İkisi de satılmış durumda. Çok yakında neler yapacaklarını
göreceğiz.
Evin reyting birincisi ‘Aşk-ı Memnu’
Sizin evinizdeki izlenme oranları nedir?
Sadece bizim eve göre ölçüm yapsaydık, herhalde yüzde 90 Kanal D
çıkardı. İşim dolayısıyla normal insan gibi televizyon
izleyemiyorum artık. Evde televizyonun açık olmadığı vakit yok. Her
şeyi takip ediyorum. Rakip kanalları da, sevmediğim programları da
izlerim; nasıl çekilmiş, ışığı, dekoru nasıl onlara bakarım. Biraz
meslek hastalığı var yani...
Eşiniz en çok hangi dizileri takip eder?
Bir numaralı dizisi ‘Aşk-ı Memnu’. Sonra sırasıyla ‘Hanımın
Çiftliği’, ‘Yaprak Dökümü’ ve ‘Geniş Aile’... Eskiden ‘Avrupa
Yakası’nı çok izlerdi, hatta ‘Avrupa Yakası’ndan ‘Yaprak Dökümü’ne
geçmek çok zor olmuştu onun için. ‘Yaprak Dökümü’ne geçtiğinde hâlâ
reklamlarda ‘Avrupa Yakası’na bakardı.
Oğlunuzun neler izlediğine dikkat ediyor
musunuz?
Onun tercihlerini izlemek benim için çok eğitici oluyor. Çünkü
çocukların 0-2 yaştan 15 yaşına kadar zevkleri, tercihleri çok
değişiyor. Örneğin, oğlum şu an yedi yaşında. Altı yaşındayken
‘Cars’ (Arabalar) filminin hastasıydı. Geçenlerde “En sevdiğin
filmi yayımladık oğlum” deyince durdu ve “Ben artık onu sevmiyorum”
cevabını verdi. Yine geçenlerde birlikte bir filmi izleyelim diye
çok ısrar etmişti. Alman yapımı bir çocuk filmiydi arabalarla
ilgili. Gerçekten güzeldi, Kanal D’de yayımlamaya karar verdik ve
çok cüz’i bir miktara satın aldık filmi ama çok büyük izlenme oranı
aldı. İşte bunları bilmek ve televizyona yansıtmak gerek.

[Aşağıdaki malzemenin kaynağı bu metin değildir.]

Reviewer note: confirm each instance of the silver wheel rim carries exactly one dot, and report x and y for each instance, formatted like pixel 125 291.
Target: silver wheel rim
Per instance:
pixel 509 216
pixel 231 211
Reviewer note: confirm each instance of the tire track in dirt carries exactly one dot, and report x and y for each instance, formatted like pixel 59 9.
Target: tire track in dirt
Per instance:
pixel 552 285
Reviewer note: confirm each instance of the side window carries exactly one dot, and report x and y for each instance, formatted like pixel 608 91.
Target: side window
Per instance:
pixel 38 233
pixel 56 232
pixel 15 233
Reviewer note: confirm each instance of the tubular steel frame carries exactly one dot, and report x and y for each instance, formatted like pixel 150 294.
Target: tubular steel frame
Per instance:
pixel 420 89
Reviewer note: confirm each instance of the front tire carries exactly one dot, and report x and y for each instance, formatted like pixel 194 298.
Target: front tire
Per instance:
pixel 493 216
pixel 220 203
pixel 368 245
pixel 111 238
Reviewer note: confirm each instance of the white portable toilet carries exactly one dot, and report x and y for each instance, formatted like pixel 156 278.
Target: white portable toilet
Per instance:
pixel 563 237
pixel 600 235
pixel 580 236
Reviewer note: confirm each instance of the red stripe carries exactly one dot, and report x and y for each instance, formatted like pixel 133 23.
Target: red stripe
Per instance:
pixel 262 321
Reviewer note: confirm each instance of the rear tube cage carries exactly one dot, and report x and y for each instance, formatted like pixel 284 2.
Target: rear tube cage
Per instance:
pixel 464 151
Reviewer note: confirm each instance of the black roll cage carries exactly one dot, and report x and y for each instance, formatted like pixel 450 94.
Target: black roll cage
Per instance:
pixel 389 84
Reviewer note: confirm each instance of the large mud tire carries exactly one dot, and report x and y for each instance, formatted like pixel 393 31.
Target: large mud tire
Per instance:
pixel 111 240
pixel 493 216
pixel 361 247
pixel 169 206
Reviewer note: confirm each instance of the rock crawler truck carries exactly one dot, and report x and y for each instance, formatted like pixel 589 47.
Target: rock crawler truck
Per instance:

Sizce bu sezonun en iyi yapımı hangisi?
‘Hanımın Çiftliği’. Tarihi dokuyu koruyamadığımız için 50’leri
anlatan bir dönem dizisi yapmak çok zordur Türkiye’de. Ama dizideki
her detay üzerinde çok çalışılmış; mekân, kıyafetler, traktörler,
çırçır makineleri... Ayrıca dönem dizileri istisnalar dışında
Türkiye’de fazla reyting almaz ama ‘Hanımın Çiftliği’ hem A/B’nin
hem totalin izlediği en önemli dizilerden oldu.